Eso fue hace mucho tiempo. Se ríe con los recuerdos añosos y se refrena como si quisiera parecer respetuoso. No puede ubicar cuando perdió la pista de aquel estado de constricción anímica por su primera relación sexual o de las revelaciones o lo que fuera y que después de un tiempo ya no lo divertían como solían hacerlo.

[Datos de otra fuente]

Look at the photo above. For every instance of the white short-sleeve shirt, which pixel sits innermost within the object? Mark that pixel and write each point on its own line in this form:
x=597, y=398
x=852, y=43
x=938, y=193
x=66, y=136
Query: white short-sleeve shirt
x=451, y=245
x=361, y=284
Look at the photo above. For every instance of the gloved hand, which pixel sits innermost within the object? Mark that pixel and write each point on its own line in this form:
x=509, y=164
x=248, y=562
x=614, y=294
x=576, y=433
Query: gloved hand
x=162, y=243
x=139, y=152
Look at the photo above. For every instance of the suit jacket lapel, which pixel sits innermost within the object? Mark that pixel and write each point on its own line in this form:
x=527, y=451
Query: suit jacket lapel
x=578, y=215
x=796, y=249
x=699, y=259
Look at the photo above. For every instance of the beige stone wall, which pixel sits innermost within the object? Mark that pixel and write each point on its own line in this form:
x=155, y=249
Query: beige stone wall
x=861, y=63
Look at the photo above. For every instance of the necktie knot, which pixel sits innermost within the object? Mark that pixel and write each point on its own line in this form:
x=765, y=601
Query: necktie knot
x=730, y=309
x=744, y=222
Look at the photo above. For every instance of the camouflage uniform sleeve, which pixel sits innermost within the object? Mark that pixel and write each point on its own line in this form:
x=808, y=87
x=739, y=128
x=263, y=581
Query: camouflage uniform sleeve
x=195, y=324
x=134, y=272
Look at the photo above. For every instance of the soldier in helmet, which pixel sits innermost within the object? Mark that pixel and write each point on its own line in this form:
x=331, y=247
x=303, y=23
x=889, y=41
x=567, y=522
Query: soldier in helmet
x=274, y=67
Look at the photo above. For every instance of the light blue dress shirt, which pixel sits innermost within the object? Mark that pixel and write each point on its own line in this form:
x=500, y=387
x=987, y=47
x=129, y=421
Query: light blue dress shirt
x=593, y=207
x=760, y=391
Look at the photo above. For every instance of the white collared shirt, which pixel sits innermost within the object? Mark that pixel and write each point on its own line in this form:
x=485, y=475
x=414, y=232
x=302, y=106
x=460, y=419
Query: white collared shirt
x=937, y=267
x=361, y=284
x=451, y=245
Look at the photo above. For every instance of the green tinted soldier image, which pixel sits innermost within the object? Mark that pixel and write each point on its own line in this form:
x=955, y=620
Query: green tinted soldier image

De Lina también sabe muy poco, lo que ella misma le contó hace cinco años a punto de irse a vivir a Portugal. Dice que no había pensado en esa etapa de su vida en tantos años. Su esposa no sabe nada sobre la mirada escrutadora que se fue como llegó. Entre risas dice que espera no sea una manifestación dependiente de la genética; no quiere heredarle problemas a su hija. Entonces se pone muy serio y me confiesa: ―Hoy en la mañana me desperté muy temprano y el primer pensamiento que tuve fue el de esa tarde después de aquella siesta, y al entrar al baño me sentí extraño. Algo me advirtió que no volteara a verme al espejo. Al pasar frente al cuarto de m´hija lo hice casi corriendo, intentando no hacer ruido. Ayer cumplió quince y como regalo le permití salir con sus amigas a una fiesta. No la vi llegar, sólo la sentí y entre sueños pensé en hablar seriamente con ella cuando se levantara. Como nunca, mi angustia se agravó. Desde que entró en la pubertad, cada día que pasa es un tormento verla llegar. Temo encontrarme con esa pequeña señal que alejará de mí para siempre a la niña de mi vida.